When looking at the global marketplace, is there a trend in how your middleware has to be adapted depending what market you are offering to?
There is a huge trend. Just to give you an example, right now we are doing some IPTV solutions in India and the cost of the set-top boxes that they are deploying is very low, so the memory footprint is very limited. So we actually have a client solution in that environment that can address the cost and the capabilities of the restrictions of the set-top box. Go over to Europe and it’s a little different, the operator will pay a lot more money to get full feature box, so we can offer client middleware that will do all of those things that we talk of. You go to India, you get a restricted amount of applications that you can do, but it works and it can be sold and it can have the right type point for the customer base.

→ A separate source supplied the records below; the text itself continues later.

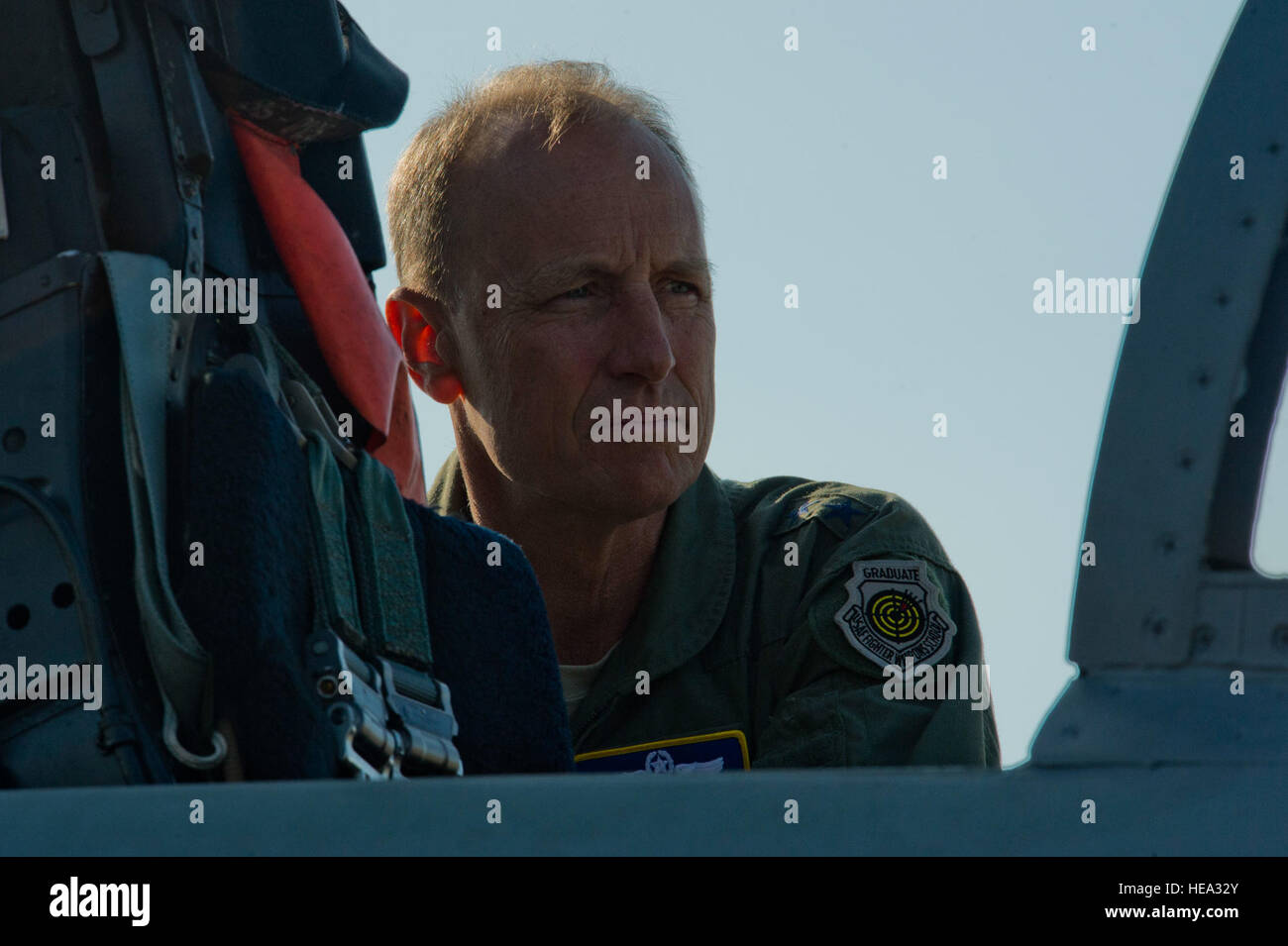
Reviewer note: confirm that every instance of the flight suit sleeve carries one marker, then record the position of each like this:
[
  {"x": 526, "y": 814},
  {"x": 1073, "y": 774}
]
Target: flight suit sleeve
[{"x": 884, "y": 597}]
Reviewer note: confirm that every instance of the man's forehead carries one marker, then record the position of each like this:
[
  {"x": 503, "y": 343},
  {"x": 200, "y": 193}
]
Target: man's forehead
[{"x": 583, "y": 197}]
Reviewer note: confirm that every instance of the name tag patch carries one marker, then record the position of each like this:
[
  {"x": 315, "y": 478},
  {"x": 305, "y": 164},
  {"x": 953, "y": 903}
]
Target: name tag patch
[{"x": 717, "y": 752}]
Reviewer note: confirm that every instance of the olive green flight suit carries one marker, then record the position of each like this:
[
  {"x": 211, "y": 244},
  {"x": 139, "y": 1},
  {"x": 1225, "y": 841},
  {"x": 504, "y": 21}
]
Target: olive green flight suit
[{"x": 735, "y": 637}]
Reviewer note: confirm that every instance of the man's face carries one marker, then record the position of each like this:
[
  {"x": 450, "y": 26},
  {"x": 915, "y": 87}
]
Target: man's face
[{"x": 604, "y": 295}]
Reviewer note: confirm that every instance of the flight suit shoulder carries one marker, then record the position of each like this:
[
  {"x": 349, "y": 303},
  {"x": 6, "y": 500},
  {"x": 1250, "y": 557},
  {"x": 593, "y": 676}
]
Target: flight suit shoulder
[
  {"x": 872, "y": 588},
  {"x": 862, "y": 521}
]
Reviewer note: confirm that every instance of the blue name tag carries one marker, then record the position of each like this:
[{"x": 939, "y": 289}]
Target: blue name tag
[{"x": 717, "y": 752}]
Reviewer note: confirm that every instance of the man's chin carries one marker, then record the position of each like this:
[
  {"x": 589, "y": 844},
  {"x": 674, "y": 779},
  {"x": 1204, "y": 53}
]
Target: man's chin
[{"x": 638, "y": 489}]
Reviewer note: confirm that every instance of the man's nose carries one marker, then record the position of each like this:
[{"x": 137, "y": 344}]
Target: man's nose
[{"x": 642, "y": 338}]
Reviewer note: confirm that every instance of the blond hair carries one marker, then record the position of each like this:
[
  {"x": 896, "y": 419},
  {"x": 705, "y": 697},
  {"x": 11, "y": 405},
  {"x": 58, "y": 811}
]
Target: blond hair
[{"x": 559, "y": 93}]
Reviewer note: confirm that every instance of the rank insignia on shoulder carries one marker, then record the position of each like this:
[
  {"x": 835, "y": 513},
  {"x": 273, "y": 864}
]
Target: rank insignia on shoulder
[
  {"x": 717, "y": 752},
  {"x": 894, "y": 611}
]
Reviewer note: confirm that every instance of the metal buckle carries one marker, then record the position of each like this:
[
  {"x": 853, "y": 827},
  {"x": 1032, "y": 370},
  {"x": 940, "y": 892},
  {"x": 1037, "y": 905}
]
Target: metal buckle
[{"x": 385, "y": 722}]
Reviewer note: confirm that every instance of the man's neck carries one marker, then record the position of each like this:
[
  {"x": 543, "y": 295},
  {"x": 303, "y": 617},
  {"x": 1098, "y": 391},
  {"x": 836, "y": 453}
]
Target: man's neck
[{"x": 591, "y": 575}]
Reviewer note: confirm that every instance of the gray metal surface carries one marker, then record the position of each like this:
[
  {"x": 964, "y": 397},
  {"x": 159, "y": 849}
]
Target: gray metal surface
[
  {"x": 1183, "y": 368},
  {"x": 1138, "y": 812}
]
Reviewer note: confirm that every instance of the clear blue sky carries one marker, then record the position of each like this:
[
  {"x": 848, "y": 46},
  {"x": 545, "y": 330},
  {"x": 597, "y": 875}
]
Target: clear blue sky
[{"x": 914, "y": 293}]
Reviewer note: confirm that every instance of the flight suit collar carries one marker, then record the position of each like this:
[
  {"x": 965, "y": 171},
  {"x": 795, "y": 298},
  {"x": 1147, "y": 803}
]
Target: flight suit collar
[
  {"x": 447, "y": 494},
  {"x": 684, "y": 598}
]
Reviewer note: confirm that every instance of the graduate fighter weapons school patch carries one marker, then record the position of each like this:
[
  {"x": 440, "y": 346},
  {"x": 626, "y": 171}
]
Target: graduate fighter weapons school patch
[{"x": 894, "y": 613}]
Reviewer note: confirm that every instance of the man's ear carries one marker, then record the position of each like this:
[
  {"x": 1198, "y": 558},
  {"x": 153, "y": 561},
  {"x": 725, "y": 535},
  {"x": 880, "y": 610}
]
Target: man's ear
[{"x": 416, "y": 322}]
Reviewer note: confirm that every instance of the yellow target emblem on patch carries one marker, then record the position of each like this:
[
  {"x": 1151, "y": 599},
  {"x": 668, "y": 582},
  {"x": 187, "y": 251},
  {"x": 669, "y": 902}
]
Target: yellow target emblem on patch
[
  {"x": 894, "y": 611},
  {"x": 897, "y": 615}
]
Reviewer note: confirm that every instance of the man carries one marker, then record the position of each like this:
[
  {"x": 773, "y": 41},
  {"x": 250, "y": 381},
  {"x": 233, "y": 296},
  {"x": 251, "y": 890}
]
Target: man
[{"x": 557, "y": 295}]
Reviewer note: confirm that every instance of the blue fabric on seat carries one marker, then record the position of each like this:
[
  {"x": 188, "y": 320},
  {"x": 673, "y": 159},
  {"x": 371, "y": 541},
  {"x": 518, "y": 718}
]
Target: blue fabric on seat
[{"x": 250, "y": 604}]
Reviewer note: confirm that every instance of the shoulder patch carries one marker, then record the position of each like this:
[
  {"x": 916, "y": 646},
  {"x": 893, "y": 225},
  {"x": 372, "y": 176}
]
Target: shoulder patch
[{"x": 894, "y": 613}]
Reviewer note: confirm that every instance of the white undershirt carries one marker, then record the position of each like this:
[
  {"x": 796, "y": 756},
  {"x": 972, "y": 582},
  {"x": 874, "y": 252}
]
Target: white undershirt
[{"x": 576, "y": 680}]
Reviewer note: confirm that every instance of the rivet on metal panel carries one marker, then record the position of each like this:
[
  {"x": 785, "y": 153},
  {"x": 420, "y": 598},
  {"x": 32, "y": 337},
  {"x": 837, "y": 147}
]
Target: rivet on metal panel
[{"x": 1154, "y": 624}]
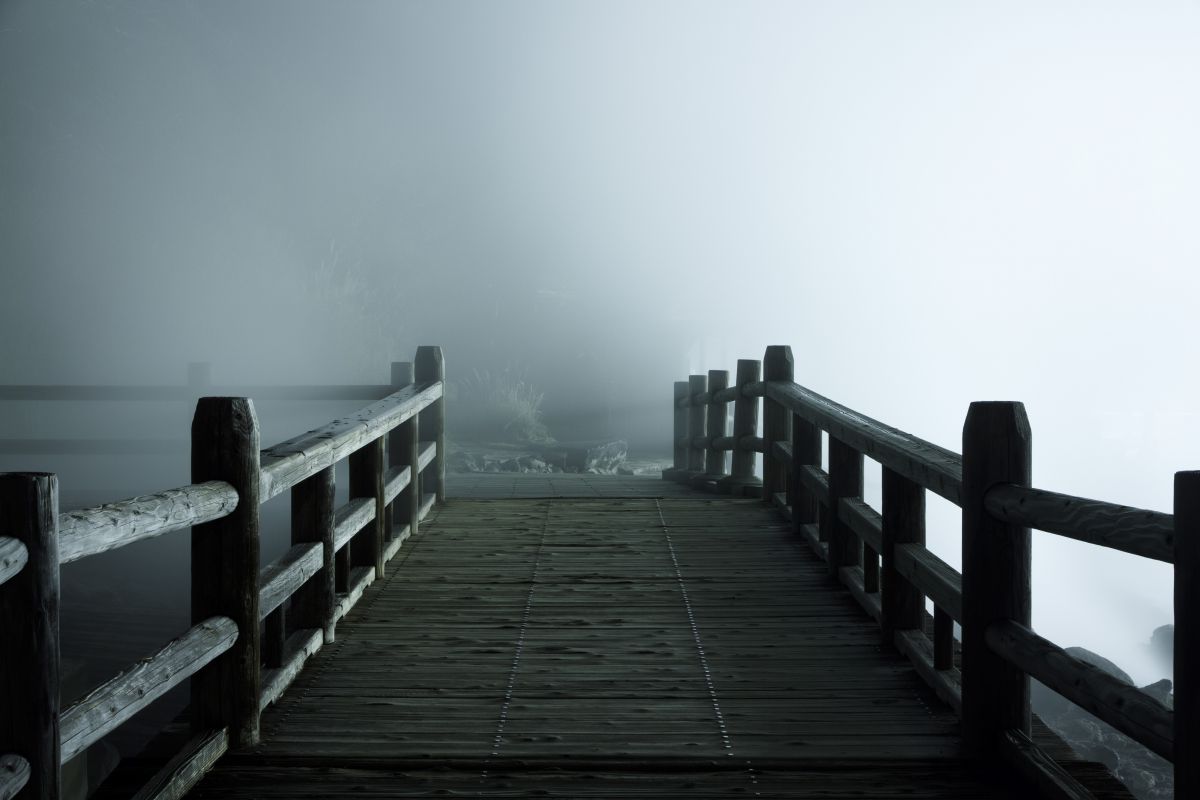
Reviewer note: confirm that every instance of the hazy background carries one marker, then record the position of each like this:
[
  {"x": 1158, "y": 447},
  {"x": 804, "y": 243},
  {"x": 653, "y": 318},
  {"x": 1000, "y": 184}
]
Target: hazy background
[{"x": 933, "y": 203}]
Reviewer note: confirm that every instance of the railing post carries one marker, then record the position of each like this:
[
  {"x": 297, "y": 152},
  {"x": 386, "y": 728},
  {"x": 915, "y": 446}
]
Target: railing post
[
  {"x": 29, "y": 623},
  {"x": 845, "y": 481},
  {"x": 805, "y": 452},
  {"x": 718, "y": 422},
  {"x": 904, "y": 523},
  {"x": 312, "y": 521},
  {"x": 777, "y": 422},
  {"x": 996, "y": 559},
  {"x": 225, "y": 567},
  {"x": 696, "y": 385},
  {"x": 397, "y": 445},
  {"x": 1187, "y": 633},
  {"x": 745, "y": 423},
  {"x": 678, "y": 445},
  {"x": 429, "y": 366},
  {"x": 366, "y": 481}
]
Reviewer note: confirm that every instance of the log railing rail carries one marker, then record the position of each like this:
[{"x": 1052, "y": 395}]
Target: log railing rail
[
  {"x": 881, "y": 555},
  {"x": 253, "y": 629}
]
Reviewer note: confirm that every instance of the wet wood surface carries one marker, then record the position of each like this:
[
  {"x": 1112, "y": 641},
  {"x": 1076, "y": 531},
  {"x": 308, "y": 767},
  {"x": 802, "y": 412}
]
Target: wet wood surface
[{"x": 663, "y": 643}]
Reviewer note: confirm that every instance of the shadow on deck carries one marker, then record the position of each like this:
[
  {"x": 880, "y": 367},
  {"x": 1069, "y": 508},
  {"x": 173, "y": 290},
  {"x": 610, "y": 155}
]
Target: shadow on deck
[{"x": 587, "y": 636}]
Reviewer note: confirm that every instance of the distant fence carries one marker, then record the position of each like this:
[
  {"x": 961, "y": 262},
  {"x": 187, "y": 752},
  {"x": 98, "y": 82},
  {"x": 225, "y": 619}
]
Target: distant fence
[
  {"x": 881, "y": 555},
  {"x": 252, "y": 629}
]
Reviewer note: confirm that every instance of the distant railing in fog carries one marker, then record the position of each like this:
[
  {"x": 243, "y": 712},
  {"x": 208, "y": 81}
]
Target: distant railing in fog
[
  {"x": 253, "y": 629},
  {"x": 988, "y": 684}
]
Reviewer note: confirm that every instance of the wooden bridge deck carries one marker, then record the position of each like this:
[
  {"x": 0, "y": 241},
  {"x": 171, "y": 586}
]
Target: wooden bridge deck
[{"x": 655, "y": 643}]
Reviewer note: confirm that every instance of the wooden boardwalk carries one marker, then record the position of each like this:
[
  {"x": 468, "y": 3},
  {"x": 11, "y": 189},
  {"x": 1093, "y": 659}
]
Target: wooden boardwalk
[{"x": 540, "y": 638}]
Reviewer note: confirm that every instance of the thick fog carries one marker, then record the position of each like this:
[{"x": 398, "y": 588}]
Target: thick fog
[{"x": 931, "y": 203}]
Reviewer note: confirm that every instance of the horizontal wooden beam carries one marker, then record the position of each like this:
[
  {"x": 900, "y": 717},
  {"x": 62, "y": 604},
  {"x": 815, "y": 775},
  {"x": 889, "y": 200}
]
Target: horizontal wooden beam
[
  {"x": 1150, "y": 534},
  {"x": 108, "y": 527},
  {"x": 395, "y": 481},
  {"x": 923, "y": 462},
  {"x": 280, "y": 578},
  {"x": 13, "y": 557},
  {"x": 863, "y": 519},
  {"x": 1038, "y": 769},
  {"x": 1125, "y": 707},
  {"x": 947, "y": 684},
  {"x": 934, "y": 577},
  {"x": 349, "y": 519},
  {"x": 15, "y": 774},
  {"x": 186, "y": 768},
  {"x": 118, "y": 699},
  {"x": 289, "y": 462},
  {"x": 297, "y": 650}
]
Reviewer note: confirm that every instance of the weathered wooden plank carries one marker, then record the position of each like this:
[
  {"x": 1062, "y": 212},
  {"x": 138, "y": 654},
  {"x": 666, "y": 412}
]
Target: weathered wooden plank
[
  {"x": 349, "y": 518},
  {"x": 283, "y": 576},
  {"x": 13, "y": 775},
  {"x": 13, "y": 555},
  {"x": 297, "y": 650},
  {"x": 186, "y": 768},
  {"x": 863, "y": 519},
  {"x": 291, "y": 462},
  {"x": 1150, "y": 534},
  {"x": 947, "y": 684},
  {"x": 1041, "y": 771},
  {"x": 29, "y": 623},
  {"x": 931, "y": 577},
  {"x": 118, "y": 699},
  {"x": 103, "y": 528},
  {"x": 1123, "y": 707},
  {"x": 935, "y": 468},
  {"x": 396, "y": 481}
]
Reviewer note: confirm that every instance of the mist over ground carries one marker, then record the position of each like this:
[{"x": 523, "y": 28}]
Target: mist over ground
[{"x": 933, "y": 203}]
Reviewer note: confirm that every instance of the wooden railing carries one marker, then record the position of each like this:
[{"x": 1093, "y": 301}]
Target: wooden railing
[
  {"x": 881, "y": 555},
  {"x": 241, "y": 653}
]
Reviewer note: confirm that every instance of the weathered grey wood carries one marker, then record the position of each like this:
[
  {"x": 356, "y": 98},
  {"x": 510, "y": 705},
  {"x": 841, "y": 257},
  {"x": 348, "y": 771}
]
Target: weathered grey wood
[
  {"x": 225, "y": 566},
  {"x": 805, "y": 501},
  {"x": 935, "y": 468},
  {"x": 118, "y": 699},
  {"x": 777, "y": 420},
  {"x": 1039, "y": 770},
  {"x": 1150, "y": 534},
  {"x": 367, "y": 481},
  {"x": 312, "y": 522},
  {"x": 13, "y": 557},
  {"x": 943, "y": 638},
  {"x": 396, "y": 481},
  {"x": 996, "y": 559},
  {"x": 845, "y": 481},
  {"x": 115, "y": 524},
  {"x": 349, "y": 518},
  {"x": 13, "y": 775},
  {"x": 283, "y": 576},
  {"x": 929, "y": 577},
  {"x": 1187, "y": 635},
  {"x": 430, "y": 366},
  {"x": 29, "y": 623},
  {"x": 291, "y": 462},
  {"x": 903, "y": 524},
  {"x": 745, "y": 425},
  {"x": 679, "y": 439},
  {"x": 718, "y": 422},
  {"x": 1123, "y": 707},
  {"x": 946, "y": 683},
  {"x": 189, "y": 765},
  {"x": 696, "y": 421},
  {"x": 863, "y": 519},
  {"x": 295, "y": 651}
]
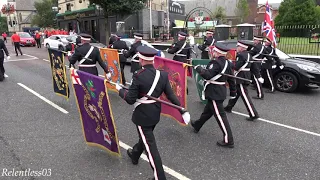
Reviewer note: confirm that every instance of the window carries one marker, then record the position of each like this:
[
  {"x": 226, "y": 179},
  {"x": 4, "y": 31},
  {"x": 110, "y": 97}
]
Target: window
[{"x": 68, "y": 7}]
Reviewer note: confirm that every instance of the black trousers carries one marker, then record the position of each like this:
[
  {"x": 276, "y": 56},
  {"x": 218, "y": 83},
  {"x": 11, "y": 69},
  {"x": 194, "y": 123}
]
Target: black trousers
[
  {"x": 269, "y": 73},
  {"x": 17, "y": 48},
  {"x": 2, "y": 71},
  {"x": 258, "y": 87},
  {"x": 38, "y": 43},
  {"x": 147, "y": 142},
  {"x": 216, "y": 108},
  {"x": 122, "y": 65},
  {"x": 243, "y": 92}
]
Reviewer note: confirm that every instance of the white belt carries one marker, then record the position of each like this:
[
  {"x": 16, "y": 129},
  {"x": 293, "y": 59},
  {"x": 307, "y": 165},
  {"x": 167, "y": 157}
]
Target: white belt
[
  {"x": 87, "y": 65},
  {"x": 180, "y": 55},
  {"x": 142, "y": 101}
]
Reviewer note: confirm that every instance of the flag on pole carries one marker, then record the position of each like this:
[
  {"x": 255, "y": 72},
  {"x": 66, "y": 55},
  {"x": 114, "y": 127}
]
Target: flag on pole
[
  {"x": 58, "y": 69},
  {"x": 268, "y": 27},
  {"x": 111, "y": 56},
  {"x": 95, "y": 111},
  {"x": 177, "y": 74}
]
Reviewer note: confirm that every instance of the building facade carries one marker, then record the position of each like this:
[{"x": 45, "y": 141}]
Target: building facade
[{"x": 79, "y": 15}]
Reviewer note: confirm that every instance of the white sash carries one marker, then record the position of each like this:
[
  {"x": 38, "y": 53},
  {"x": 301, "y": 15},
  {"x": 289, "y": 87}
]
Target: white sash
[
  {"x": 213, "y": 80},
  {"x": 184, "y": 45},
  {"x": 144, "y": 100},
  {"x": 87, "y": 55},
  {"x": 244, "y": 66}
]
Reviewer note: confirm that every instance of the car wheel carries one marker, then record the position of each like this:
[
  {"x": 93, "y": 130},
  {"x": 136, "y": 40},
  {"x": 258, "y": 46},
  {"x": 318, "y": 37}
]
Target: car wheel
[
  {"x": 61, "y": 48},
  {"x": 286, "y": 82}
]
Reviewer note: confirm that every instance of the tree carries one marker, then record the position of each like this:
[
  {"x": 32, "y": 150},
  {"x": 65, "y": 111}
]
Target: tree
[
  {"x": 242, "y": 10},
  {"x": 3, "y": 25},
  {"x": 119, "y": 7},
  {"x": 220, "y": 14},
  {"x": 45, "y": 16},
  {"x": 297, "y": 12}
]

Which markets can you define as having the most potential in IPTV?
Europe seems ready to go and grow. Europe, because of the regulatory issues here allowing people the lease lines, the full operators allowing IPTV services, that is going to bring all these new market interests in that will have effectively no capital and share IPTV resources at a headend with other companies that offer a branded service. I think that is going to cause this market to grow pretty quickly. The US will do ok, companies like Verizon is doing quite well, but the issues are different, cable is very entrenched in the US, so I think we will see over the next four years, telcos that get into it will have to get more aggressive about advanced personalised features. In Asia, I think we are seeing countries like China being a little slow to grow in telco, cable is growing faster, and obviously regulatory issues still exist, like who gets rights to the content, so I cant really say how that is going to end up working out.

When looking at IPTV in the UK, it is hard to say, BT has not aggressively started to market their IPTV service. We are certainly seeing Virgin trying to become more of a branded video service, versus a cable operator and I think between them and Sky, with the competition focused on those two, it is going to be harder and harder as BT gets late to the market, for them to take away customers from those two incumbents.

When looking at the IPTV market in general, how far do you think it has come over the last few years?
I think the market is generally not where a lot of people thought it would be as we have been hindered by a number of issues. To name one example; the availability of set-top boxes, which seems to have finally come around, because without a decent set-top box you cant record anything, so that has been a hindrance.

So all the predictions that have been made about the potential subscriber success for IPTV, is it really going to be as big as people are predicting?
We look at the research and we see a range. Some analyst firms are predicting 20million subscribers, others are getting around 9million. To be honest I don’t think the answer is going to be either, I think what you will end up seeing is people deploy IPTV services, they are going to run into cost realities, network limitations that will cause them to do hybrid solutions. So incorporate satellite to broadcasting and do on-demand over a DSL line and then they’ll change as the technologies mature and costs drop down, to do more fully on-demand. I think that by 2011, we are going to go you could say 4million, or you could say 40million, depending on how you want to count it.